In this repository you will find the code behind our paper "Predicting Fama-French Factors Using Machine Learning Techniques".
A quick breakdown of how this repository is organized.
Report (Folder: 'Report')
- This folder contains a PDF copy of our report plus the LaTeX files used to produce it.
Modelling ('AdaBoosting.py', 'Gradient Boosting.py', 'GRU.ipynb', 'Logistic Regression.ipynb', 'SVM_RF_MLP.ipynb').
- These files contain the underlying code used to come up with the predictions made for the Fama-French Factors.
Data ('fama_french_data.csv')
- This CSV contains all of the data (features and targets) used in training/validation/testing. Note that descriptions of what each variable mean can be found in the paper.
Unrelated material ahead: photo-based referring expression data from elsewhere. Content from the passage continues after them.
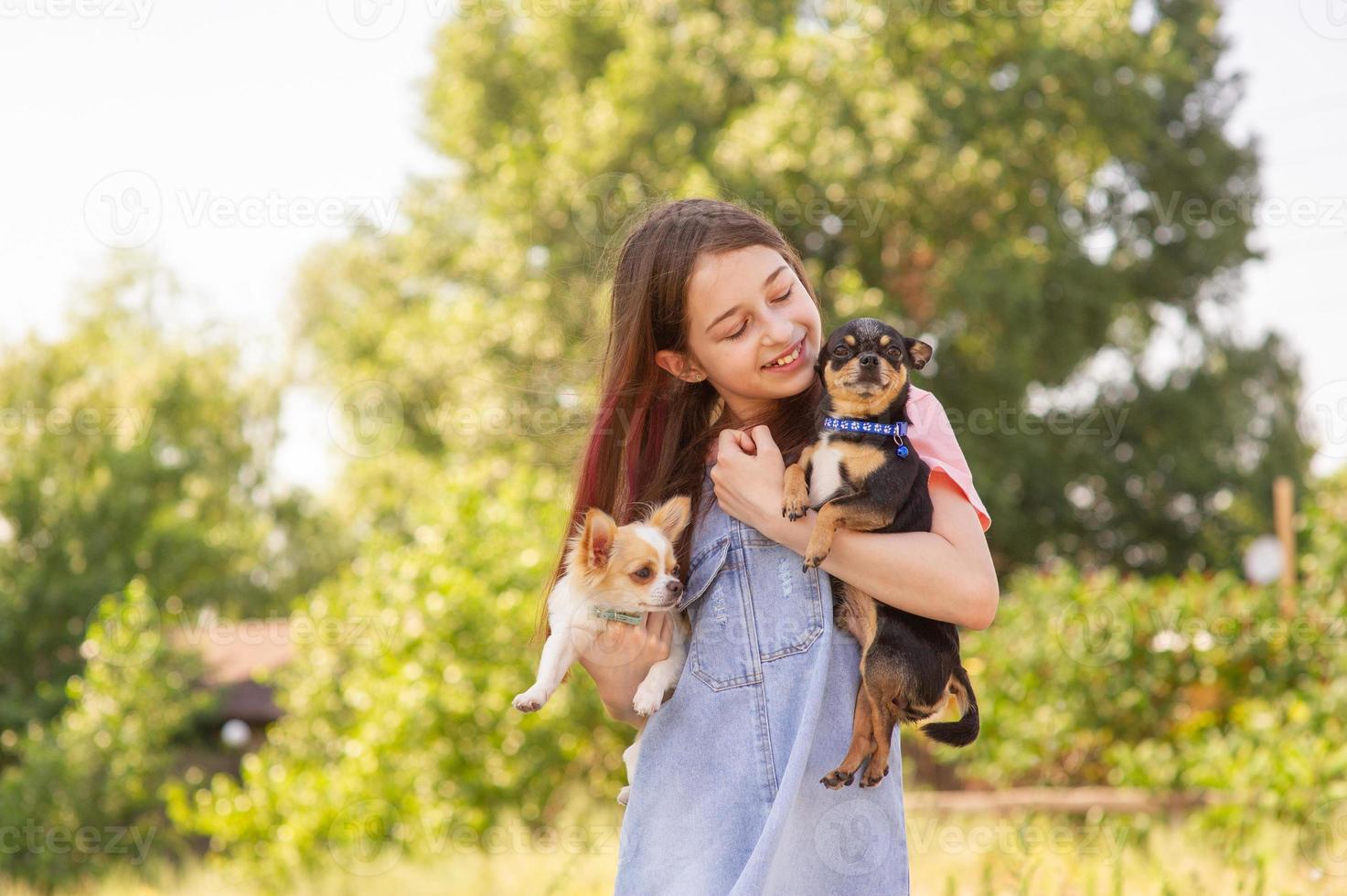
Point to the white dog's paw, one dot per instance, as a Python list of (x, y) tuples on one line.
[(529, 701), (647, 699)]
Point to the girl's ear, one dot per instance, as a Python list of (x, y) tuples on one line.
[(677, 364)]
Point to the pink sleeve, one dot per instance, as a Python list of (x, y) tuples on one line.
[(937, 446)]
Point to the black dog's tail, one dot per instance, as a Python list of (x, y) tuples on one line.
[(966, 730)]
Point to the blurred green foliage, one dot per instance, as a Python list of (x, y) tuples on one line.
[(401, 728), (1002, 184), (130, 450), (82, 798), (1044, 190), (1172, 683)]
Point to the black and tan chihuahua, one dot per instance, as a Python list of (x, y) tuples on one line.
[(862, 475)]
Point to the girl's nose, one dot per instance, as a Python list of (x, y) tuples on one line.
[(779, 330)]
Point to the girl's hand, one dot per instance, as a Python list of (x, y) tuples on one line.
[(621, 656), (749, 477)]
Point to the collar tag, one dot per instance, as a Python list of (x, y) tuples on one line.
[(851, 424)]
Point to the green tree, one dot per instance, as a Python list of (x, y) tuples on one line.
[(1042, 189), (130, 450), (82, 799)]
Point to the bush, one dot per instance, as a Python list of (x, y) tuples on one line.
[(401, 728), (82, 798), (1172, 683)]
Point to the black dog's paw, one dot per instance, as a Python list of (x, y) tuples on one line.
[(837, 779), (873, 776)]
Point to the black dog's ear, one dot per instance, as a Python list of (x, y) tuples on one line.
[(919, 350)]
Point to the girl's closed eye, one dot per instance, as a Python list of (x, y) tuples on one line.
[(745, 327)]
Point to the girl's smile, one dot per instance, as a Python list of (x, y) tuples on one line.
[(789, 360), (754, 329)]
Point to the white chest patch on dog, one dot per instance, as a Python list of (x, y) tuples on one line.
[(825, 472)]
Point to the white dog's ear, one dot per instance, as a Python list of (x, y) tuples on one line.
[(595, 543), (671, 517)]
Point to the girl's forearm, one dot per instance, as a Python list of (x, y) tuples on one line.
[(916, 571)]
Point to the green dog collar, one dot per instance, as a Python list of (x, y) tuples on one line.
[(631, 619)]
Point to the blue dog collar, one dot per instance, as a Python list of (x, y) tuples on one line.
[(849, 424)]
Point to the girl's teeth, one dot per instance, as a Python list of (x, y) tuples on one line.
[(786, 358)]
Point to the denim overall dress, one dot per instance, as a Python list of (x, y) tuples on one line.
[(726, 796)]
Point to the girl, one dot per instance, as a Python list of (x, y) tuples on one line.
[(726, 799)]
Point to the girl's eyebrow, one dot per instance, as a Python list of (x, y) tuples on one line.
[(765, 284)]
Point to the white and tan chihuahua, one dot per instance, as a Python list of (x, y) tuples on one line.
[(615, 574)]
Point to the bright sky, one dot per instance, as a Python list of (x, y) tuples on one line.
[(230, 136)]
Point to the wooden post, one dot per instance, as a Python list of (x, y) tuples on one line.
[(1283, 506)]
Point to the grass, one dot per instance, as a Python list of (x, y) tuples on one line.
[(948, 855)]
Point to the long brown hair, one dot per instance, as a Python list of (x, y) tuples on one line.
[(652, 430)]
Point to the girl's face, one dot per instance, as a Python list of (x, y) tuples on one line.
[(746, 310)]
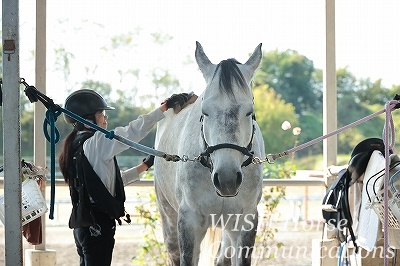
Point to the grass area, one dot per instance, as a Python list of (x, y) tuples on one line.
[(316, 162)]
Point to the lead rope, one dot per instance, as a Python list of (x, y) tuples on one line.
[(388, 136), (52, 113)]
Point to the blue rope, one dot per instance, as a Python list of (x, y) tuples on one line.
[(54, 137), (53, 112)]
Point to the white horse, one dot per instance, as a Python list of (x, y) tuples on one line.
[(221, 187)]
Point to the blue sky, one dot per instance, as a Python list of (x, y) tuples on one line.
[(367, 39)]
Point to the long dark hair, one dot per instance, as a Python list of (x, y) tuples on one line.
[(65, 158)]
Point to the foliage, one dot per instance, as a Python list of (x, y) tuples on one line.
[(152, 251), (270, 201), (271, 110), (290, 75)]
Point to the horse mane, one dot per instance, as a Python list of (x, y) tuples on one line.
[(230, 72)]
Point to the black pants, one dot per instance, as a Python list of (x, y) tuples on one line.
[(96, 250)]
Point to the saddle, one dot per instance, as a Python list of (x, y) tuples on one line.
[(335, 204)]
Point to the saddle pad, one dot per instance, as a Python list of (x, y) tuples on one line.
[(368, 227)]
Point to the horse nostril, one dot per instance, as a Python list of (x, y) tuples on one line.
[(239, 179), (217, 184)]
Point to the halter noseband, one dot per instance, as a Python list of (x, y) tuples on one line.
[(205, 155)]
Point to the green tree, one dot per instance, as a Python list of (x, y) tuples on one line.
[(290, 75), (271, 111)]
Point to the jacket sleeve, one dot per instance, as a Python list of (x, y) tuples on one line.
[(130, 175), (105, 149)]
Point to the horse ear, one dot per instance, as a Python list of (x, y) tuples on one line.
[(255, 59), (202, 60)]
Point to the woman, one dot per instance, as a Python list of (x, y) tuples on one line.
[(96, 183)]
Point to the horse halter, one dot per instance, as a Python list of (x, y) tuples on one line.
[(205, 159)]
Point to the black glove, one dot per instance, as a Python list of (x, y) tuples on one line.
[(149, 161), (175, 99)]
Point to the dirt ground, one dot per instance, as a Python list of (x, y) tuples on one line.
[(295, 231), (129, 237)]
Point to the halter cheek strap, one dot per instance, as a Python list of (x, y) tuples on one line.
[(205, 159)]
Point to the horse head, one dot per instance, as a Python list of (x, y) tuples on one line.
[(227, 119)]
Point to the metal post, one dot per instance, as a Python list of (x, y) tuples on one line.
[(329, 83), (11, 133), (39, 149)]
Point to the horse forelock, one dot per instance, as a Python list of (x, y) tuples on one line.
[(229, 73)]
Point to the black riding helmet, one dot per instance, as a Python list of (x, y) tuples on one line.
[(84, 102)]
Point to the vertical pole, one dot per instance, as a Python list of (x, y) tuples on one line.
[(39, 109), (329, 84), (11, 133)]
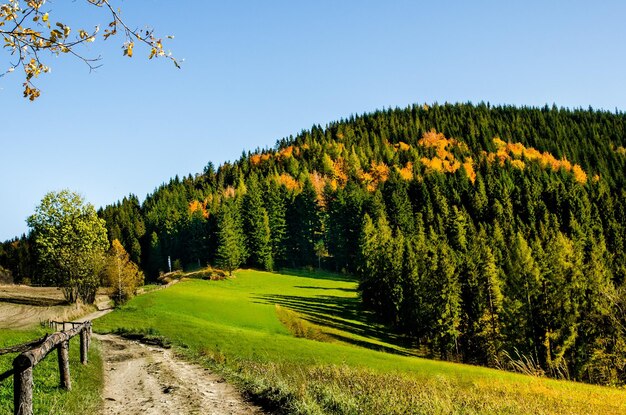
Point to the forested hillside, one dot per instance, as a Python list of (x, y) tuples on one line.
[(481, 233)]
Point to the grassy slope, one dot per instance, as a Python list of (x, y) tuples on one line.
[(233, 325), (47, 397)]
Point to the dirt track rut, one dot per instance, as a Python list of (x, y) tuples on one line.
[(148, 380)]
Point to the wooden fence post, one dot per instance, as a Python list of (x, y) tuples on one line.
[(64, 365), (23, 387), (84, 345)]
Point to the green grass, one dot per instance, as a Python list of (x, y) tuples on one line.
[(263, 332), (48, 398)]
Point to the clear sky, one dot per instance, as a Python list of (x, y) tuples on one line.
[(257, 71)]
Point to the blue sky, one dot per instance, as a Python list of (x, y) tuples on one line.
[(257, 71)]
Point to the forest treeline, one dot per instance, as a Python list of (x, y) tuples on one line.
[(488, 235)]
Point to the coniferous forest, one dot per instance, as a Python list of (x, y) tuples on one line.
[(483, 234)]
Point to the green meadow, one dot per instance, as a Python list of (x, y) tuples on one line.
[(299, 342)]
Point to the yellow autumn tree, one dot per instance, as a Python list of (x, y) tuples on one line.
[(31, 33), (121, 274)]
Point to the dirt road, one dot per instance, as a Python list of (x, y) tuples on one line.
[(148, 380)]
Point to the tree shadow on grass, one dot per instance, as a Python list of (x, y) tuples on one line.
[(318, 275), (345, 315)]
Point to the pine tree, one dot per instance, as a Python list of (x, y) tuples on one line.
[(256, 227), (230, 249)]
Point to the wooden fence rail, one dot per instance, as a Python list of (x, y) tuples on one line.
[(24, 363)]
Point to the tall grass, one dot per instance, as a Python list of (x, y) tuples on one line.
[(301, 344), (48, 398)]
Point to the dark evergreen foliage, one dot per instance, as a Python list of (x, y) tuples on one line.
[(502, 236)]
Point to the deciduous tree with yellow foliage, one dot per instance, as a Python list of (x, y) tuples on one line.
[(29, 29), (121, 274)]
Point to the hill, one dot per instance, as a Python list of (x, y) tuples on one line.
[(476, 232), (300, 343)]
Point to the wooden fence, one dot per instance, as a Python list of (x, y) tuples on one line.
[(32, 353)]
Results (Folder: 'Results')
- This folder contains 'Predicts_all.xlsx', an Excel file containing all of the models' predictions.
- This folder also contains 'monthly_returns.csv' which breaks down the performance of all passive/active strategies based on these models. A description of these trading strategies can be found in the paper.
- The folder 'Feature Importance' contain csv files of the feature importances for the random forest and logistic regression models.
Other ('CumulativeReturns.ipynb', 'FeatureImportances.ipynb')
- These are the scripts which calculated cumulative returns and random forest feature importances.